I am trying to convert 'feature1' array from the following data structure into a numpy array so I can input it to sklearn. However, I am running in circles as it always tells me that dtype=object is unsuitable, and I am not able to convert it to the desired float64 format.
I want to extract all the 'feature1' as a list of numpy arrays of dtype=float64, instead of dtype=object from the following structure.

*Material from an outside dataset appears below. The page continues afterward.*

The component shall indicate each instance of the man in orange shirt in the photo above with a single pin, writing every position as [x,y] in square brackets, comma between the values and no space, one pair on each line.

vec is an object returned from an earlier computation.
>>>vec
[{'is_Primary': 1, 'feature1': [2, 2, 2, 0, 0.03333333333333333, 0], 'object_id': ObjectId('557beda51d41c8e4d1aeac25'), 'vectorized': 1},
{'is_Primary': 0, 'feature1': [2, 2, 1, 0, 0.5, 0], 'object_id': ObjectId('557beda51d41c8e4d1aeac25'), 'vectorized': 1}]
I tried the following:
>>> t = np.array(list(vec))
>>> t
>>>>array([ {'is_Primary': 0, 'feature1': [], 'object_id': ObjectId('557bcd881d41c8d9c5f5822f'), 'vectorized': 1},
{'is_Primary': 0, 'feature1': [], 'object_id': ObjectId('557bcd881d41c8d9c5f58233'), 'vectorized': 1},
{'is_Primary': 0, 'feature1': [], 'object_id': ObjectId('557bcd881d41c8d9c5f58237'), 'vectorized': 1},
...,
{'is_Primary': 0, 'feature1': [], 'object_id': ObjectId('557beda61d41c8e4d1aead1f'), 'vectorized': 1},
{'is_Primary': 1, 'feature1': [2, 2, 0, 0], 'object_id': ObjectId('557beda61d41c8e4d1aead1d'), 'vectorized': 1},
{'is_Primary': 1, 'feature1': [], 'object_id': ObjectId('557beda61d41c8e4d1aead27'), 'vectorized': 1}], dtype=object)
Also,
>>> array = np.array([x['feature1'] for x in vec])
as suggested by another user, gives a similar output:
>>> array
>>> array([[], [], [], ..., [], [2, 2, 0, 0], []], dtype=object)
I know I can access the contents of 'feature1' using array[i], but what I want is to convert the dtype=object to dtype=float64, and made into a list/dict in which each row will have the 'feature1'of the corresponding entry from vec.
I also tried using a pandas dataframe, but to no avail.
>>>>pandaseries = pd.Series(df['feature1']).convert_objects(convert_numeric=True)
>>>>pandaseries
0 []
1 []
2 []
3 []
4 []
5 []
6 []
7 []
8 []
9 []
10 []
11 []
12 []
13 []
14 []
...
7021 []
7022 [2, 2, 2, 2, 2, 2, 2, 2, 2, 2, 2, 2, 12, 2, 24...
7023 []
7024 []
7025 []
7026 []
7027 []
7028 [2, 2, 2, 2, 2, 2, 2, 2, 2, 2, 2, 2, 12, 2, 24...
7029 []
7030 [2, 2, 2, 2, 2, 2, 2, 2, 2, 2, 2, 2, 12, 2, 24...
7031 []
7032 [2, 2, 0.1, 0]
7033 []
7034 [2, 2, 0, 0]
7035 []
Name: feature1, Length: 7036, dtype: object
>>>
Again, dtype: object is returned. My guess would be to loop over each row and print a list out. But I am unable to do that. Maybe it is a newbie question. What am I doing wrong?
Thanks.
veccontains two dictionaries, each has a 'feature1' item. Which one do you want?